A moment later, I’m studying pictures of the jumbled interior of the van. The box of kitchenware, some garden tools, and a small end table are all that were inside at the time of the theft. The box was dumped out and all the stuff scattered, but as far as I can remember, everything that we intended to give to Sister Alice looks like it’s still in the van. So clearly, we didn’t have whatever the thief was looking for.
What was he looking for?
I’ve been so certain it was the photo in the box, simply because the fact that it was hidden makes it seem valuable. But what if I’m totally wrong?
Just as in advanced mathematics or chess, the best way to get out of a seeming dead end is to approach the problem from an entirely different angle.
Who knew that we take stuff that doesn’t sell to Sister Alice?
George, because this is spelled out in every contract.
Crawford? Only if George told him, and why would they be discussing that? But I can check with George.
So maybe the theft had nothing to do with the Armentrout job. What else was in my van that someone might want?
I think of the piles of clutter in the footwells and sliding across the front seats. I try to envision the interior of the van the last time I saw it.
Nothing valuable appears in my mind’s eye. But something unusual was there. I can picture it fluttering in the corner of my memory.
Except....the ledger. The ledger was on the front console for days until Ty told me to put it somewhere safer so Donna wouldn’t toss it.

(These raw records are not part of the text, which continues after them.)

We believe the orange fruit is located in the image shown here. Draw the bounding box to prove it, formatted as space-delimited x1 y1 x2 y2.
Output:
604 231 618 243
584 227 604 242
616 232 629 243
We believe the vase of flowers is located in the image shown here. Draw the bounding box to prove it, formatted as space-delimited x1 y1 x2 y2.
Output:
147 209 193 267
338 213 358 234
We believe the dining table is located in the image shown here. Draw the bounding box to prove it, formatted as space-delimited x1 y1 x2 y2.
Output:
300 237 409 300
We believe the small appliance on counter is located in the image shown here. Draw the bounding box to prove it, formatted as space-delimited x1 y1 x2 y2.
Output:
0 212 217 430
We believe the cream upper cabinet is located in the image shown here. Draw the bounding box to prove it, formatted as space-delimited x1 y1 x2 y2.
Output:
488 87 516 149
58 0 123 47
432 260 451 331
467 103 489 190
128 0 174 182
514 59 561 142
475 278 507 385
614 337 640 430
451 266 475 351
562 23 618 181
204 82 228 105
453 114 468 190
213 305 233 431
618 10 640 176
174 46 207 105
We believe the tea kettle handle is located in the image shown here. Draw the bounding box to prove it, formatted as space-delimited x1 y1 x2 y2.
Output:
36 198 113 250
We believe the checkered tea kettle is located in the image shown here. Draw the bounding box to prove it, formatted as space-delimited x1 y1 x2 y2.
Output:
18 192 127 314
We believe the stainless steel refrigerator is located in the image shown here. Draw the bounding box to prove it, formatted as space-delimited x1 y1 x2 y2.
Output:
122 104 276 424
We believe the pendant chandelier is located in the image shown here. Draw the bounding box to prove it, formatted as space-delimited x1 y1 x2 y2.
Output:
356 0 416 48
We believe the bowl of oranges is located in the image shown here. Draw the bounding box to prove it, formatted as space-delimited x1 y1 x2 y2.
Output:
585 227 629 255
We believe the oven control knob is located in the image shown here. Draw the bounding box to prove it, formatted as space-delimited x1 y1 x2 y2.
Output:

Anyone could have seen it there.
Who would want it?
Henry knew I took it, and he might have mentioned it to Levi or Dennis. But if they wanted it back, all they had to do was ask. It technically belongs to the Rosa Parks Center. Why try to steal it back?
Unless it contains information you want to keep secret.
Chapter 30
AT 11:30 THE NEXT MORNING, Ty’s phone blows up.
It buzzes and chirps across my desk as a hail of text messages and SnapChats roll in. I glance at the screen.